Of course, managing a staff large enough to operate 11 restaurants is a challenge all its own. BK Coffee has roughly 300 employees. Now that Dunkin’ Brands is instituting a simpler menu and putting a greater focus on beverages, Stolte believes his operations will run even more smoothly.

“Hopefully it will make it easier to train and simpler for the employees, and will make things faster for the drive-thru market,” which represents 70 percent of Stolte’s business. In addition to Dunkin’s menu changes, he also applauds the brand’s decision to eliminate the use of artificial coloring. “It’s what the guests want,” he says.

A long list of charities

If you visit one of Stolte’s stores, you will likely see someone using a refillable mug. Every mug they sell raises money for care and research at Akron Children’s Hospital. Stolte estimates the program brings in about $30,000 a year for the hospital. Many of Stolte’s employees also take part in a hospital fundraising telethon and a Breakfast with Santa banquet for patients and their families. The Spice Mill and BK Coffee businesses also support many local causes, including the athletic department at Boardman High School in Youngstown; they provided funds to build a new sports facility, Boardman Spartan Stadium. They also sponsor various academic endeavors for other area high schools, including their newspapers and business clubs.

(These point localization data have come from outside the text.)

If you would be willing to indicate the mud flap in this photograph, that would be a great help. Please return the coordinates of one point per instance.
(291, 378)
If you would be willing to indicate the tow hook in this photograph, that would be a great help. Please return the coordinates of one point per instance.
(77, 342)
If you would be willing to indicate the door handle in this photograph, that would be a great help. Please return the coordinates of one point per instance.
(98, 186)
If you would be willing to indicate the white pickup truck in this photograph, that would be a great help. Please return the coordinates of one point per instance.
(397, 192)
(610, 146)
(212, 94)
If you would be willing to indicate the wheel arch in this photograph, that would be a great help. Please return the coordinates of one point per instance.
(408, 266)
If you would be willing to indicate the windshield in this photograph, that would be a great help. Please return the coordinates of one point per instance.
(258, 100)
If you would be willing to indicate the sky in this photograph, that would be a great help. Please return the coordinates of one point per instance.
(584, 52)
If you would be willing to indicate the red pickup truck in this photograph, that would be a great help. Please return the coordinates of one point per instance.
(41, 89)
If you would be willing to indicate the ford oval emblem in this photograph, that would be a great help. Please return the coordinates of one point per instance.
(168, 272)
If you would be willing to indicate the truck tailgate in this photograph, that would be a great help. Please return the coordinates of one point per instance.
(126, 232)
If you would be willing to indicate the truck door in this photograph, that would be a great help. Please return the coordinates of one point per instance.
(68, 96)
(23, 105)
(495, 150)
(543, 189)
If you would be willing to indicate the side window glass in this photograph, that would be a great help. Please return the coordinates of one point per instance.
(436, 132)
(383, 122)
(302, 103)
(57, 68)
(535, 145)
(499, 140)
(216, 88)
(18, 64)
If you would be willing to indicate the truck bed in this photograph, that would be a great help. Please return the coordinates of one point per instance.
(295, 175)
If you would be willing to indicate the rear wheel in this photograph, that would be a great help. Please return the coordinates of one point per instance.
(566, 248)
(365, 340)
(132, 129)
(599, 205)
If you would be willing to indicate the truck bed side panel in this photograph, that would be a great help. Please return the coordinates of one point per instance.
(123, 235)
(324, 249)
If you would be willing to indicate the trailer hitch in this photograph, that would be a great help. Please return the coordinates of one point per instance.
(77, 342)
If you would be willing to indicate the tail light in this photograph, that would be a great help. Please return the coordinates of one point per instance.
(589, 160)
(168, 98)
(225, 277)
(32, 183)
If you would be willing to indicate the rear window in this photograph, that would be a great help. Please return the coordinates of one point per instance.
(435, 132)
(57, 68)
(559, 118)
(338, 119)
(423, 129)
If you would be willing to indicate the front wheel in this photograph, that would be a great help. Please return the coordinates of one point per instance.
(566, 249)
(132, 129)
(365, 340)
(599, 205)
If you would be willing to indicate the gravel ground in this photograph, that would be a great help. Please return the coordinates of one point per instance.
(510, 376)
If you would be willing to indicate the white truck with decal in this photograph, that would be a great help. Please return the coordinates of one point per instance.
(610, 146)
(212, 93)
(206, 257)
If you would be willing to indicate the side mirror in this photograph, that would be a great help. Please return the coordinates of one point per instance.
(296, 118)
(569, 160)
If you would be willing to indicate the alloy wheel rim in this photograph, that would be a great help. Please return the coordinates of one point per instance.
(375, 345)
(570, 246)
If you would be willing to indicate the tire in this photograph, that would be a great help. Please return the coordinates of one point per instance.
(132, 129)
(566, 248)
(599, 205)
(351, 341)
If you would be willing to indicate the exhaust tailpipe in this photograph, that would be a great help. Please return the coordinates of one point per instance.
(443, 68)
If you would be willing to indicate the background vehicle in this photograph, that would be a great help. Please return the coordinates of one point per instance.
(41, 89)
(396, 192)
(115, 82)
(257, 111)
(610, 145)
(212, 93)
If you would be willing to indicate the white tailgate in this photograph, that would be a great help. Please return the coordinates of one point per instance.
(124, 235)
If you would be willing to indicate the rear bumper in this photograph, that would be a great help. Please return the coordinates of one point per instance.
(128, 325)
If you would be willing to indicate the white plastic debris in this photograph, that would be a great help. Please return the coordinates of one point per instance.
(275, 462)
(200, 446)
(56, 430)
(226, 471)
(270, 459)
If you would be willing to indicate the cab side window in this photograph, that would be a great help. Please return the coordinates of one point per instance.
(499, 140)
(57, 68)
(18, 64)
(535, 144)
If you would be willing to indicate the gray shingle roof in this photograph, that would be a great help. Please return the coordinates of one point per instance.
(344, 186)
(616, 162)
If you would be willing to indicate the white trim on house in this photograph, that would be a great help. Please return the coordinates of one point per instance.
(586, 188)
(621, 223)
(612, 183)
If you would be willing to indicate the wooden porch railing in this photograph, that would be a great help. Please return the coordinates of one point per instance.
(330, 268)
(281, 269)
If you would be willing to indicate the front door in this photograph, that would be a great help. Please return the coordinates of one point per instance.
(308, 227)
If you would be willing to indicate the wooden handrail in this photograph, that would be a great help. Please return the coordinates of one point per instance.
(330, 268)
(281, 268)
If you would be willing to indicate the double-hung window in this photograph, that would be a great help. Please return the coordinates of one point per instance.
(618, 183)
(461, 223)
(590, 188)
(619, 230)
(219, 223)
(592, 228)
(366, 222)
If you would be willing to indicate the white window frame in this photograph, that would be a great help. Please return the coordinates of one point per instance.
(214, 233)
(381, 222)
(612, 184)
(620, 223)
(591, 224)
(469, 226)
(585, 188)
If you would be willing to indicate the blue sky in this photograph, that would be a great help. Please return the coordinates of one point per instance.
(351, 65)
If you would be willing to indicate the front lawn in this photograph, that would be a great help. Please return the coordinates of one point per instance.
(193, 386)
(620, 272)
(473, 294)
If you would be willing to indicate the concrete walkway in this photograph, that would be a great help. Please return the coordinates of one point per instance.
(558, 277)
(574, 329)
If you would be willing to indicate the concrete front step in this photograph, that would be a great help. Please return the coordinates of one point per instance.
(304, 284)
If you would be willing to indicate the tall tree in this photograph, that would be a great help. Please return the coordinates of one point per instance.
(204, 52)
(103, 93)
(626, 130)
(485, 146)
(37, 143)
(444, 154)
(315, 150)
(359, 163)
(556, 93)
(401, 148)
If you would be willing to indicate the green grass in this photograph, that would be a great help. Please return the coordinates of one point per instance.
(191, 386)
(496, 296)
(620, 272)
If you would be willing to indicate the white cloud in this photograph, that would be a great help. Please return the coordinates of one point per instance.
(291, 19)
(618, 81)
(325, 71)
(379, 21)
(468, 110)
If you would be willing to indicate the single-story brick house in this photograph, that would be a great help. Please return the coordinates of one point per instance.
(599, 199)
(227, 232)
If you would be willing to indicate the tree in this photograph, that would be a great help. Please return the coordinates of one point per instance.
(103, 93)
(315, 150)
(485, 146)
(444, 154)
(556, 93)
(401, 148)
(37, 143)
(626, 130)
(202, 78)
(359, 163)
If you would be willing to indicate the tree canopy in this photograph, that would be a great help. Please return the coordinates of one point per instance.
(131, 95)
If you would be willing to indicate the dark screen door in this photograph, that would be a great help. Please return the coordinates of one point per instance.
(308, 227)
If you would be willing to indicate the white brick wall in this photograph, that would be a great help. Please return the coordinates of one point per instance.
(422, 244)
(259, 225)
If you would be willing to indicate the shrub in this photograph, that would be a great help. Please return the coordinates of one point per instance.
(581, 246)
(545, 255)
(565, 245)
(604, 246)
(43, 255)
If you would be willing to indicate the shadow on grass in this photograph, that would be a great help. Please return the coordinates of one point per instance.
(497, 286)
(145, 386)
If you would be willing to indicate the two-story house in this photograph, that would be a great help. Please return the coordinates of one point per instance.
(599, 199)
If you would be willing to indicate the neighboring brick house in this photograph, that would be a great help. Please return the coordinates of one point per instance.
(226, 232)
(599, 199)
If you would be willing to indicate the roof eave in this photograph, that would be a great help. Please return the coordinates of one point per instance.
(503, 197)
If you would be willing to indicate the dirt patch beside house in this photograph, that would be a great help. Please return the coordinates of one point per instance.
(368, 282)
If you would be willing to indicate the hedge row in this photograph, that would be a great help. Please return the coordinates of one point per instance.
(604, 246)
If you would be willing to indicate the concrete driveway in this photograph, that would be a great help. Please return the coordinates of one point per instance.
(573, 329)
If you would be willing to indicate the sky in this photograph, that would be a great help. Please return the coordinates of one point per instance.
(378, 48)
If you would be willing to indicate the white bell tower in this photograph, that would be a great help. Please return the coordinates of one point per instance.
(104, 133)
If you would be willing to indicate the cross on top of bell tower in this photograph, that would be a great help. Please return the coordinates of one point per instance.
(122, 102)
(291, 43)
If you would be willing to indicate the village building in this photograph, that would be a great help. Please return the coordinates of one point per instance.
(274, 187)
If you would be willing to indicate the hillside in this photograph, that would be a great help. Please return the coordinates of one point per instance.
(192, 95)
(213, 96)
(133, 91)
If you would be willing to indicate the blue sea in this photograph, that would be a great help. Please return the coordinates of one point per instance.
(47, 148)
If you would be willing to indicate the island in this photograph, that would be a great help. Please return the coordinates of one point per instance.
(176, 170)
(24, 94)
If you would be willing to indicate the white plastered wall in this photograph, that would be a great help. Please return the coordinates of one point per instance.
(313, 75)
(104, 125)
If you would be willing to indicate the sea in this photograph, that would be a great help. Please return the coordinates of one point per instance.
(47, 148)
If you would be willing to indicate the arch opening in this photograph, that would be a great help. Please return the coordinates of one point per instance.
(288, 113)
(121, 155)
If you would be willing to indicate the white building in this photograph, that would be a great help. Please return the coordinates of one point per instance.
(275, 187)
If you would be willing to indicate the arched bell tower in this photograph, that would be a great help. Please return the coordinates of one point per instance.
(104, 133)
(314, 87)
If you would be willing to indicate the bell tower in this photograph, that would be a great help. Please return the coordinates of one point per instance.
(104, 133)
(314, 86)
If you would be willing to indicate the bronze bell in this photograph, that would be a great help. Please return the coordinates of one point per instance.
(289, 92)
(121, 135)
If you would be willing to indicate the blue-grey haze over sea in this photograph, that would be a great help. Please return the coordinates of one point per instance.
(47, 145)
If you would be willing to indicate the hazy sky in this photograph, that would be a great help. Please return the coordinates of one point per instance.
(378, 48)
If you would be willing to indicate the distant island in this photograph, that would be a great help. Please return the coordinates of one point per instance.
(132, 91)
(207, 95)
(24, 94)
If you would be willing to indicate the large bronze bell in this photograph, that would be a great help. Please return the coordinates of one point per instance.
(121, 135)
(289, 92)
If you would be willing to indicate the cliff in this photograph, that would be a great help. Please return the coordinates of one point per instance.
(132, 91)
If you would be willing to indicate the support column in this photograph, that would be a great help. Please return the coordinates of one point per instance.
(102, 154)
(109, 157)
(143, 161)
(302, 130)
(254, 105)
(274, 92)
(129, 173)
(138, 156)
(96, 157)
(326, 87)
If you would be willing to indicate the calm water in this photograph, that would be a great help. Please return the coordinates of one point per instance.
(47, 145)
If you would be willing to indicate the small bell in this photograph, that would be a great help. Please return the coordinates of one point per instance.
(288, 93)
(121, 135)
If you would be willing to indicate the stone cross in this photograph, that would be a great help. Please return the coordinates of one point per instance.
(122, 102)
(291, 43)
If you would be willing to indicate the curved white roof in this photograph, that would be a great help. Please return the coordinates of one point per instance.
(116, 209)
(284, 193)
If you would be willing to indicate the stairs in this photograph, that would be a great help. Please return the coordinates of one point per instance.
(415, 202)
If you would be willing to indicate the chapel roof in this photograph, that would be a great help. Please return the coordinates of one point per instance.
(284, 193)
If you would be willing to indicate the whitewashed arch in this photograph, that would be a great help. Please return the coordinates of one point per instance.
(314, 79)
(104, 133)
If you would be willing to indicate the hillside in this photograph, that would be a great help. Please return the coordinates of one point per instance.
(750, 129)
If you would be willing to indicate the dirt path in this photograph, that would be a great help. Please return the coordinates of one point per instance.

Their Dunkin’ shops offer promotions for students at Youngstown State University, Kent State University at Trumbull, as well as for students from school districts in Mahoning, Trumbull, and Columbiana Counties.

They sponsor dozens of events every year to benefit charities large and small, including the Relay for Life, Carter’s Pajama Program, the American Cancer Society, the American Diabetes Association and Potential Development School, as well the Boy Scouts and the local animal shelter. Many company employees volunteer their time to sort and package food for the Second Harvest Food Bank.

After all these years, Stolte says he still enjoys his busy life, but also appreciates the time he can take away from the day-to-day operations of his business. The family has a place on the beach in South Carolina and Stolte steals away time for target shooting, hunting and fishing—not to mention family get-togethers. Above all, he relishes the role he plays as chief of quality control for his restaurants.

“I enjoy building relationships and working with people—watching them grow and develop into better business people,” he says. “Ultimately, it’s all of us who make the business successful.”